Há espaço para vocação nos concursos públicos?

São Paulo 21/2/2020 – Não projete o “macro no micro”

Vocação. Esta é uma palavra que gera um desconforto imenso em qualquer pessoa quando pronunciada, inclusive para a grande maioria dos concurseiros. Muitas pessoas passam pela vida sem descobrir qual sua verdadeira vocação.

No ramo dos concursos, a reportagem convidou o Professor Felipe Duque para falar sobre o tema.

Em geral, os concursos são atrativos pela estabilidade, remuneração ou a sensação de segurança. Como se dá a busca pela vocação nos estudantes?

FD: É um tema interessante e há uma grande preocupação aqui. É justo que o estudante almeje esses fatores. Mas, claramente deve ser feita uma junção com a vocação, associado ao que vem depois.

Agora, o “x” da nossa geração é de como essa vocação é buscada. Há pessoas que desejam buscar a vocação antes de começar os estudos.

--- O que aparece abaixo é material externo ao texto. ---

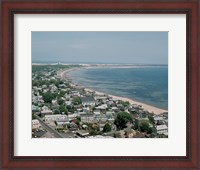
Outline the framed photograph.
[0,0,200,170]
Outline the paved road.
[35,115,64,138]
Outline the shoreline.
[59,68,168,115]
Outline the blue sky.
[32,32,168,64]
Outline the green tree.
[58,98,64,105]
[42,92,54,103]
[139,120,149,132]
[114,112,133,129]
[54,109,60,114]
[103,123,111,132]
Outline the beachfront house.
[156,125,168,136]
[32,119,41,130]
[81,97,95,107]
[44,114,68,123]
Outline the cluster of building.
[32,66,168,138]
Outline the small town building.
[32,119,41,130]
[81,97,95,106]
[156,125,168,135]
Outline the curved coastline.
[59,68,168,115]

Bacana, se já mora um chamado em você, excelente! Mas acredito, que a vocação será encontrada no caminho. É que enquanto a “ciência classifica, a realidade vivifica”. Foi essa a conclusão de Goethe ao dizer que “toda teoria é cinza, mas verde é a árvore dourada da vida”. Logo, é possível que você ser permita desenvolver, lapidar, virar do avesso a vocação. Ao mesmo tempo que estudo, boa me abrindo a buscá-la, sob pena de me fechar durante o processo de estudos…

Como se desenvolve a vocação?

FD: Acredito que o significado é formado pelas nossas experiências ou pelas histórias que nos contam. Nas histórias, o cuidado é que devemos ponderar de quem as ouvimos, e até que ponto você deve creditar para que não haja um há risco real de ilusão, de romantizarmos muito algo que, na verdade, é simples.

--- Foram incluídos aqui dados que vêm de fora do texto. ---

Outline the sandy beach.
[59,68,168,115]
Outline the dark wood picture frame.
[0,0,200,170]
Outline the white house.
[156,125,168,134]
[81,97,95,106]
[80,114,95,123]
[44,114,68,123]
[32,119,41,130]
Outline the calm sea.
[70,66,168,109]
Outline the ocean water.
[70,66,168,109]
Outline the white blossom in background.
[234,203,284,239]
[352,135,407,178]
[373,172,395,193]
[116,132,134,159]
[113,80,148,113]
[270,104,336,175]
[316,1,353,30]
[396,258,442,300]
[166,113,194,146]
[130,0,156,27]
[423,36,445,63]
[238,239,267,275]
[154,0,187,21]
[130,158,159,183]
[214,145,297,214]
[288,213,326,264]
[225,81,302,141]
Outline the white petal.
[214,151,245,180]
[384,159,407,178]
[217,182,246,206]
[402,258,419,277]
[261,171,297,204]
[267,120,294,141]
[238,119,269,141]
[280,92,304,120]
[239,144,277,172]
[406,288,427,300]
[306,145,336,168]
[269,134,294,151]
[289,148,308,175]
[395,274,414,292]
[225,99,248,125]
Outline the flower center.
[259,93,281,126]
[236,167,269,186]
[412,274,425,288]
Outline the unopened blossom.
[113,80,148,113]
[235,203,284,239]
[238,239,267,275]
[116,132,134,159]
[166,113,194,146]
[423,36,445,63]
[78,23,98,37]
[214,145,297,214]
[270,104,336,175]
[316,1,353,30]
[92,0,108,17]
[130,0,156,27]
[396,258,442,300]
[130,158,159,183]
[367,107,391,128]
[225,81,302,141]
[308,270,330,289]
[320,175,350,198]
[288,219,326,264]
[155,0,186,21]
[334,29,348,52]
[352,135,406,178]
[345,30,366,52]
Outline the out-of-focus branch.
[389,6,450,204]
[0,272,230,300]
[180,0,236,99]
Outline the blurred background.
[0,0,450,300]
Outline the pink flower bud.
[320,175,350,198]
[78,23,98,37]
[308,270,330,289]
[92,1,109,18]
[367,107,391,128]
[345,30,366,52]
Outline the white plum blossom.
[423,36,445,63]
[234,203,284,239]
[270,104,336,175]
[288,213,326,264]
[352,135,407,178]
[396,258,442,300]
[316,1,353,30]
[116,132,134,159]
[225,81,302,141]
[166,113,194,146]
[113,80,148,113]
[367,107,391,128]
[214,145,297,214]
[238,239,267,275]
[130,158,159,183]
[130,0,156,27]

É que, naturalmente, crescemos caminhando sobre uma esteira de expectativas, anseios, crenças, modelos e “certezas” dos outros. Recuperar nossa capacidade de enxerga o mundo passa por nos questionar sobre as “certezas” que nos foram ensinadas e as “certezas” que entendemos que são nossas.

Quanto às experiências: não projete o “macro no micro”.

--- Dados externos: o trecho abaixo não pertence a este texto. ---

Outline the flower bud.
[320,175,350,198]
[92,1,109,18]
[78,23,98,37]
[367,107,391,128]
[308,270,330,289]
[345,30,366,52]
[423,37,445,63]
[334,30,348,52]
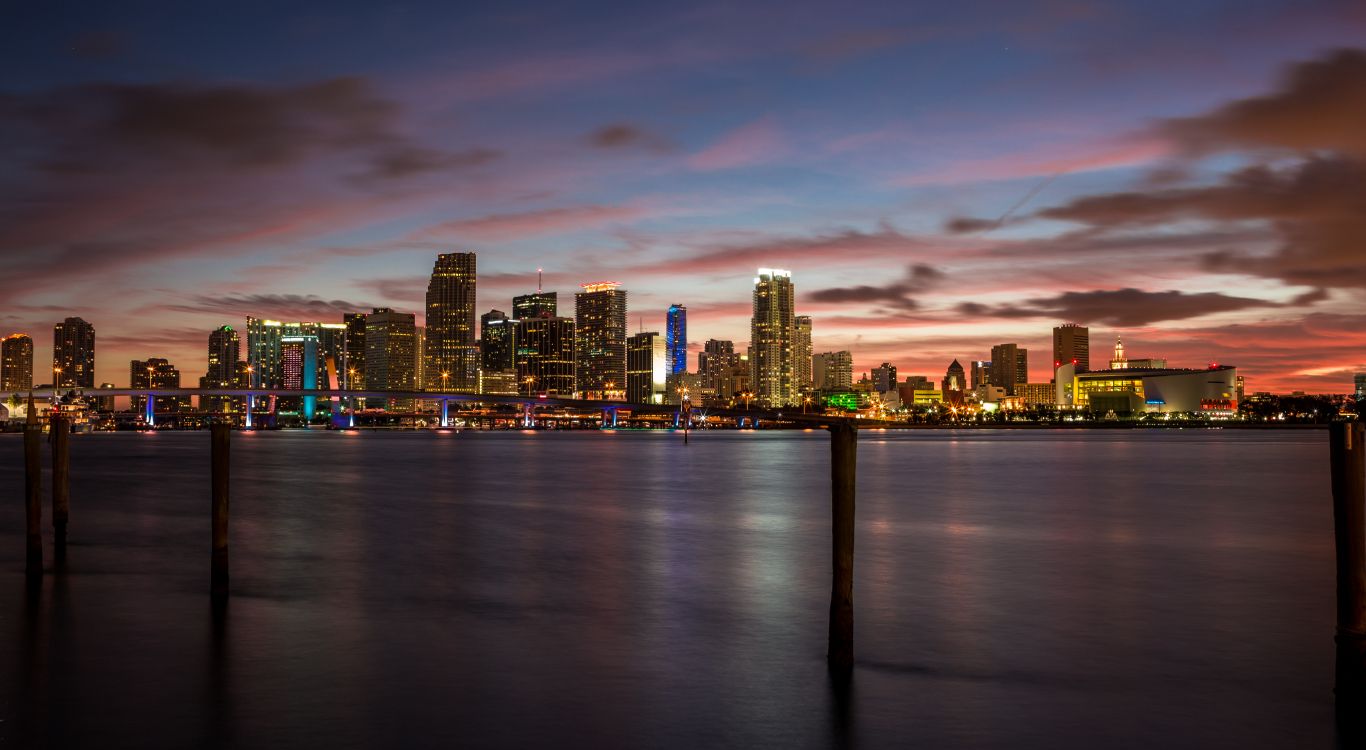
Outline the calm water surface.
[0,430,1337,747]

Lembro, conversando isso com os estagiários na Procuradoria. Não é porque você vivenciou trabalhar na Procuradoria do interior de SP que você conhece toda a realidade, áreas e funções do órgão. Pois, às vezes, devido a pequenas experiências prejulgamos “o todo”. Em geral, o leque de matérias, opções e vivências são bem maiores do que a pecha: “não gosto de Tributário, nunca serei Procurador”. Nossa, se soubessem o tanto de oportunidades que existem muito além dessa matéria num órgão como a Procuradoria. E isso serve para todas as carreiras.

E uma vez definida a vocação é só seguir?

FD: Seguir atento ao aprendizado e o crescimento pessoal que decorrem das experiências da vida no mundo vão dando mais “sustância” à vocação. Mais agarramento à existência. Você vai se desfazendo daquelas vozes, que formataram sua cabeça. “Eu quero isso realmente pelas aparências, histórias, status ou realmente porque eu acredito. Ou é pela oportunidade. Ou melhor, qual é o valor essencial que me faz perseguir essa carreira”?

E aí, você pode descobrir que talvez sua vocação seja a flexibilidade, a adaptação. Que você ama o Direito, que você vê relevância em todas as funções, sabe? Eu tenho um respeito e admiração por todas as carreiras, disciplinas…

Veja a história do meu irmão, João Duque, hoje, completamente realizado como Defensor Público, e ele estudava para Procurador comigo. Numa mudança brusca, de pouco menos de um ano, ele renunciou uma segunda fase de um concurso migrando para Defensoria. Olhe, você está aberto a descobrir essa vocação, ou melhor, repensar em o que/quem você apoia a sua vocação?

Eu gosto dessa permissão que a vocação se descobre/aperfeiçoa/reforça no caminho.

É que, será que nós acessamos o mundo não só com nossos sentidos, intelecto, mas também com nosso “não saber”? Se há uma coerência na existência, é uma coerência que não conseguimos entender completamente – e a mesma coisa se dá com nós mesmos. Mas não nos é confortável o espaço entre nós e a vocação. Procuramos preenchê-lo, não deixar nenhuma linha em branco. Melhor faríamos se as deixássemos como estão em vez de as rasurarmos. Estejamos abertos e mais sensíveis as maravilhas de caminhar com a cabeça erguida e atenta.

Felipe Duque é Procurador da Fazenda Nacional, mestre em Direito Político e Econômico pela Mackenzie-SP, professor e é estudante jurídico desde 2009. Fomenta o canal no YouTube e no Spotify: “Concursos & Experiências Compartilhadas” e o Projeto Ombro Amigo.